Pour le moment, il n’est qu’un monument de douleur : il ne bouge pas, contrit. On l’entend respirer, c’est un grand mot ; il râle plutôt comme un mort. Il est entièrement entouré d’un immense boudin gris, emberlificoté autour de lui. Le danseur n’est plus qu’un poids, physique et symbolique. Sa peine est si grande qu’il la porte de façon visible, elle déborde de lui. Ses pieds commencent à tenter un déplacement. Une musique apparaît et l’on en reconnaît la mélodie, pourtant distordue : il s’agit de l’air de la Neïla, le chant de la fin de la journée de Kippour, le jeûne le plus important du judaïsme, qui clôt dix jours de contrition et de réparation. La séquence est une peine, sa peine, et elle est longue, autant que l’est sa douleur. Il faudra du temps pour admettre que cela est vrai, qu’il est vraiment mort, et pour, petit à petit, comprendre que le rituel peut être un allié.
Mais voilà, lui est fait d’identités multiples, de couches et de couches qui s’opposent autant qu’elles se superposent. Il faut remettre les cailloux à leur place, là, sur les tombes, pour qu’ils soient éternels, et retourner du côté des vivant·e·s le plus vite possible. Homosexuel ET juif, semble dire la danse de Philippe, en tout petit short en jean et petit haut en crochet : un autre poids à déposer, dont il doit se libérer. Pour ce faire, il danse en dissociant ses membres, qui chahutent d’abord avant de s’emparer d’une urgence de vie. Il danse les genoux et les bras de travers, car il est encore trop tôt pour tout relâcher pleinement ; à s’en casser le cou, c’est peut-être trop tôt. Mais il le sent : tel le « Dibbouk, personnage facétieux habité par une mélancolie joyeuse, comme moteur de métamorphose », le flux qui sort de sa gorge, tel un cri étouffé, va finir par se transformer.
Et peut-être malgré lui, la libération se fait. L’allégement devient une réalité dans un appui solide sur les cuisses, qui lui permet de faire rouler sa nuque et ses cheveux avec frénésie, ce qui amènera tout le corps à bouger dans une essence des danses hassidiques, décomposées ici et ramenées à l’essence de leur pulsion.

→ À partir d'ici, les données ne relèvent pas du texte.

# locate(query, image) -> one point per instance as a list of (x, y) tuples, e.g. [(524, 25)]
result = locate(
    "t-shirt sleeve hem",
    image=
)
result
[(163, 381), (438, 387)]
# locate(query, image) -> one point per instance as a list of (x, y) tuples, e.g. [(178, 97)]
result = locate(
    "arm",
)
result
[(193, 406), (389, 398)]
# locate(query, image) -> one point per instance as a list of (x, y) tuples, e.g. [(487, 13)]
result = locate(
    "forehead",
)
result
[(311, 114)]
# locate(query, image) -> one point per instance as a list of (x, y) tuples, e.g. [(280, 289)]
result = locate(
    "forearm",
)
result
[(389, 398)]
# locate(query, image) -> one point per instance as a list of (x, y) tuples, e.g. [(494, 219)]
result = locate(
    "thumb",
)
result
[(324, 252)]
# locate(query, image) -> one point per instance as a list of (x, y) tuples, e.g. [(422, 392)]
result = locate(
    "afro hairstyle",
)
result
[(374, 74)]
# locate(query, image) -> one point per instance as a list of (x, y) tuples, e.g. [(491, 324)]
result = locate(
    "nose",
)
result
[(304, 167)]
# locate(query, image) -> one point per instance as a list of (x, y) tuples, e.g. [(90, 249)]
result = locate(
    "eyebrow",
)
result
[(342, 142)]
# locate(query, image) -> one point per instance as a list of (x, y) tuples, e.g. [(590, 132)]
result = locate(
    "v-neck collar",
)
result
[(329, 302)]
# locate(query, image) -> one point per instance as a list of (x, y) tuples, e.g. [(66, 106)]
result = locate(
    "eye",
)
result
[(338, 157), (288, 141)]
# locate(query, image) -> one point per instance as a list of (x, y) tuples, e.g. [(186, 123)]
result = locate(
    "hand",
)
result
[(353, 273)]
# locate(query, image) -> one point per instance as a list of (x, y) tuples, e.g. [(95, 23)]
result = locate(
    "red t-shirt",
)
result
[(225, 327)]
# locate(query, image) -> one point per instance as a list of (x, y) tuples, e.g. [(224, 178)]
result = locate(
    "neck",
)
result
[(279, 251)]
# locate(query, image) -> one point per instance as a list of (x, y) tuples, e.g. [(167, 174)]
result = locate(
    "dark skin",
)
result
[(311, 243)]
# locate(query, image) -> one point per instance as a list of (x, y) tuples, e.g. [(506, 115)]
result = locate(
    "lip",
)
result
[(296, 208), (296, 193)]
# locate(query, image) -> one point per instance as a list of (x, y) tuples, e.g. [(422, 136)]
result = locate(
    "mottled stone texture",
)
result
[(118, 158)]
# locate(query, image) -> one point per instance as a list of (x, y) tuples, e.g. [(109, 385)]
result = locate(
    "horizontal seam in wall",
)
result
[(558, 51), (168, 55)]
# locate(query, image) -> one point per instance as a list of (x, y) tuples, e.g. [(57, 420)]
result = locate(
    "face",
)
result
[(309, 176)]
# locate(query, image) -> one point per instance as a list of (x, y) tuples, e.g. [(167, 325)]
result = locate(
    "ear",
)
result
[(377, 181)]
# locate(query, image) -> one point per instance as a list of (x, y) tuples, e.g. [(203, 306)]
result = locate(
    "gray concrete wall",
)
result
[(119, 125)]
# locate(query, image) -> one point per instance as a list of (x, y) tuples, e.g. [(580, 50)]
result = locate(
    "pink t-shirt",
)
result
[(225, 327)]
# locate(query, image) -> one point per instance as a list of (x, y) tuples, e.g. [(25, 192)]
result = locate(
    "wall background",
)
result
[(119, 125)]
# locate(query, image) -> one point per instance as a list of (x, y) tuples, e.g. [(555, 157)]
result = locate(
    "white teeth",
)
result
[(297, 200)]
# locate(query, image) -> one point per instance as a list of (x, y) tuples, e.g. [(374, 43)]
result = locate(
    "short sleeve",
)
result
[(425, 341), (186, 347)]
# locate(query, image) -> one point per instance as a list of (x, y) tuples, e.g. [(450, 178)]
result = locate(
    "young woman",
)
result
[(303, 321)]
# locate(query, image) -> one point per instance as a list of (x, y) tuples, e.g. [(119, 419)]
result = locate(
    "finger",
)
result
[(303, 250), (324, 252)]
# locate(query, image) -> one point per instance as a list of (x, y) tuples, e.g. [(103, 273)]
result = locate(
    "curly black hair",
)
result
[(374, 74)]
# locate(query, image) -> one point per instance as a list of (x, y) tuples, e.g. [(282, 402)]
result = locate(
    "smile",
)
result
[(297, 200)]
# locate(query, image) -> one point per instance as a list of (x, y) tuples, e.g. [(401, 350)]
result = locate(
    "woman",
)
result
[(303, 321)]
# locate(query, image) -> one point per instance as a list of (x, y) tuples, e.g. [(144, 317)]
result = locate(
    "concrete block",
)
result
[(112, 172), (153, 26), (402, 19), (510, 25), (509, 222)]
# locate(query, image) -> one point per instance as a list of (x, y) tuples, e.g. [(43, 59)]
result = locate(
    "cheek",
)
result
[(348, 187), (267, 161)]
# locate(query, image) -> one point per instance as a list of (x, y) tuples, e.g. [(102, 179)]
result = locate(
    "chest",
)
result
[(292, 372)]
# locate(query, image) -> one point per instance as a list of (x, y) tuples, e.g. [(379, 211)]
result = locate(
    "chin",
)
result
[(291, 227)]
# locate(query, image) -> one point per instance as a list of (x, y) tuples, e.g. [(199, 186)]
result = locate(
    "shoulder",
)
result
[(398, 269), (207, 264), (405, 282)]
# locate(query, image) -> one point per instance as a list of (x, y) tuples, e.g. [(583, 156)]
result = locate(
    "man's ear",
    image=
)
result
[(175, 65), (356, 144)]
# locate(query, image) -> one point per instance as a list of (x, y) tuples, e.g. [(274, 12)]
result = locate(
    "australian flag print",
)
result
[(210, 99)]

Dibbouk, en hébreu, veut dire attachement, mais un attachement aux fantômes : c’est l’esprit d’un mort qui pénètre le corps d’un vivant au point de l’emprisonner. Philippe Lebhar, qu’on a vu si souvent danser chez Andy de Groat ou Béatrice Massin, s’autorise aujourd’hui à chercher sa propre écriture, et il semble bien y parvenir avec ce tout premier solo.